LaHood Brings Message Of Jobs To North Texas
DALLAS (CBSDFW.COM) - Celebrating transportation--- with a good dose of politics thrown in--- was on the agenda of the U.S Transportation Secretary Thursday.
Ray LaHood was is in North Texas for a number of events, beginning with construction work at Dallas Love Field. His message: jobs. Or at least the promise of them being available if congress funds certain transportation projects.
LaHood used Love Field and other locations to make his pitch. "Putting Americans back to work," he said, "how do you do it? You take the Dallas method, you take the Love Field method."
The Secretary used the terminal and concourse remodeling at Love Field as an example of how he says jobs should work; that government and business put aside private differences to get projects online and people employed. But he also lobbied for Congress to pass a series of major government-funded transportation bills. "A transportation bill equals jobs. It's that simple, it's not complicated."
He later expanded the theme at a daylong jobs panel discussion at SMU. He said President Barack Obama would urge a new stimulus program for infrastructure improvements of all kinds across America. "Jobs is a priority of President Obama," he intoned.
Another panelist, the national president of the AFL-CIO, warned America is behind in revitalizing infrastructure needs. "2.2 trillion with a 'T,'" said Richard Trumka. "That's the size of our infrastructure gap over the next five years." Not everyone here accepted the message, though.

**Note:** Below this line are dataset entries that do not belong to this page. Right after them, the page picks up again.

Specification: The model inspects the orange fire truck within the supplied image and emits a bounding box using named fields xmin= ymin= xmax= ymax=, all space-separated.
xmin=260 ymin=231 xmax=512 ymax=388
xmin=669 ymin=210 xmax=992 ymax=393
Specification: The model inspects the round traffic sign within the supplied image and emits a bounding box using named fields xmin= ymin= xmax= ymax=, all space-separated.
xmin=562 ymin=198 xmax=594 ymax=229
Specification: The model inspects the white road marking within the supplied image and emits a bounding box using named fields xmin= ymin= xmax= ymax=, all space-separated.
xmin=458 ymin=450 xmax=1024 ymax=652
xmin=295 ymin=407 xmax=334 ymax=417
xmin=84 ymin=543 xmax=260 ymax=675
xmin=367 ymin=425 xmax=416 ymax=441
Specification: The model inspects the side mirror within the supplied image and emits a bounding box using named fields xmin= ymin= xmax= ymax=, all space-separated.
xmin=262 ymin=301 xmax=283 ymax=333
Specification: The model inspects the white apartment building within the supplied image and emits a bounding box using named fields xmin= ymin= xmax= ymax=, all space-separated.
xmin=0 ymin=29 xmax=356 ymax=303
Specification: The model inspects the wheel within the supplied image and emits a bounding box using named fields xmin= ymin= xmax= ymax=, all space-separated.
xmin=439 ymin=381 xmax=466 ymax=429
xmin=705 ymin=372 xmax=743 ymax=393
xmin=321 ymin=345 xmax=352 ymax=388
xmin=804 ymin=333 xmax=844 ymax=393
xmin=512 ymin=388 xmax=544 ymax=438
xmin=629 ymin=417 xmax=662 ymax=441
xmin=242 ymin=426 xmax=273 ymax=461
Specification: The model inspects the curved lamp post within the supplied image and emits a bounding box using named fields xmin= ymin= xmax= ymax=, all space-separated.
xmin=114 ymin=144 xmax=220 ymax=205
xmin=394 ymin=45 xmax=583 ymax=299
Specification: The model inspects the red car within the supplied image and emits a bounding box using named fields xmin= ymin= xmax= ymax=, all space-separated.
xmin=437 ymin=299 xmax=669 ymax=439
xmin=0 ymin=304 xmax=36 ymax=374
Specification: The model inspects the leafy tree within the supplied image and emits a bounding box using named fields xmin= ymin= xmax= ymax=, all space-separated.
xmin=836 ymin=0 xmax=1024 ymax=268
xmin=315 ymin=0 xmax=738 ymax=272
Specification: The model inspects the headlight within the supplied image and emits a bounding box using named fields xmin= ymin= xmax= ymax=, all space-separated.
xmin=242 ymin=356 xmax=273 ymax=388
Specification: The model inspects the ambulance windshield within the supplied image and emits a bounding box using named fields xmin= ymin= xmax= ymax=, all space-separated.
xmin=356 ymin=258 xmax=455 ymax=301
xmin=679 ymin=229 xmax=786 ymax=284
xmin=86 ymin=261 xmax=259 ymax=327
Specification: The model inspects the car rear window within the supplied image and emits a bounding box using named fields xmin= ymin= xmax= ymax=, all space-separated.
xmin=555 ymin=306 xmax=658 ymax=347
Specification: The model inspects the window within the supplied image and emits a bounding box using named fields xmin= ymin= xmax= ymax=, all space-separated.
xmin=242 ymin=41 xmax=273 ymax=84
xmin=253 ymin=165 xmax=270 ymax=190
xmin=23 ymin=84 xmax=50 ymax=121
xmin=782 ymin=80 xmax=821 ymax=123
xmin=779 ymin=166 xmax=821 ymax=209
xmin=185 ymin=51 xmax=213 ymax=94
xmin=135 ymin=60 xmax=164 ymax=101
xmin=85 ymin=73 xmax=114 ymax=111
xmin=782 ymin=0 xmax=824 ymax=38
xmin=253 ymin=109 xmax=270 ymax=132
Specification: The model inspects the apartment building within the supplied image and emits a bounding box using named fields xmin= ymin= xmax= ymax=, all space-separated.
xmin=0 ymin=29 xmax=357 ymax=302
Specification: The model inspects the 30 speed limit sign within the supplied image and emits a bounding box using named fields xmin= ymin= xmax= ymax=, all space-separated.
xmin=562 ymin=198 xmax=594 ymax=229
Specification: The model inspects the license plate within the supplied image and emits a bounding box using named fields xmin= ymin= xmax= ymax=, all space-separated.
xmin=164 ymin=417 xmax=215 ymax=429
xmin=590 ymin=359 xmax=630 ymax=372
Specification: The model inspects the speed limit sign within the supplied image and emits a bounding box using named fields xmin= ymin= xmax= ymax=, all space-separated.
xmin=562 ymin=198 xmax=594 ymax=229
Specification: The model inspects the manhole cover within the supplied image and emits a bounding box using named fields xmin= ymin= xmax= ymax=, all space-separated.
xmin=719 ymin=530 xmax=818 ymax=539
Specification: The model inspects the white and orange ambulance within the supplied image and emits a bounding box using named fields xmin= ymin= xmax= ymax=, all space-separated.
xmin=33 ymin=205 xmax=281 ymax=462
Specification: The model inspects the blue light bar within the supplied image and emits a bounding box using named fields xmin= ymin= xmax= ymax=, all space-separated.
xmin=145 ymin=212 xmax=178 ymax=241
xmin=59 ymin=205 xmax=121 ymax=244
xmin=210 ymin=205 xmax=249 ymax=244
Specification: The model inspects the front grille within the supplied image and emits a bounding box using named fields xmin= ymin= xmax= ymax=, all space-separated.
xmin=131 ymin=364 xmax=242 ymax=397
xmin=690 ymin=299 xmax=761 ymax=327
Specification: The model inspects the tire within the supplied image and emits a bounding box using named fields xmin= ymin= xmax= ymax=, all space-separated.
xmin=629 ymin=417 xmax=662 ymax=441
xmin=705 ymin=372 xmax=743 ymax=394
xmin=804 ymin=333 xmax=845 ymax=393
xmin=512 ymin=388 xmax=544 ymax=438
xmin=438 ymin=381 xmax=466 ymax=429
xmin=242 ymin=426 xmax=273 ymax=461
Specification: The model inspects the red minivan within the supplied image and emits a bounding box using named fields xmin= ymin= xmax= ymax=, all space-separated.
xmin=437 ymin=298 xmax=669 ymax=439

"I wish I could be more optimistic, but I'm not," said Professor Mike Davis of the SMU Cox School of Business. "Today was really just a political message." Davis believes it was really Obama reelection campaign fodder. "Infrastructure is going to be the magic word. 'We need infrastructure, we need infrastructure,' what the politicians really want is 'spending, spending…'" said Davis.
LaHood continued his swing in the afternoon. He toured Tower 55 Multi-Modal Project in Fort Worth, which helps ease one of the busiest rail intersections in America. Ten freight and passenger rail routes converge here, and up to 100 trains pass through every day.
The project is expected to create some 900 construction jobs while decreasing train delays, meaning fewer blocked crossings for motorists.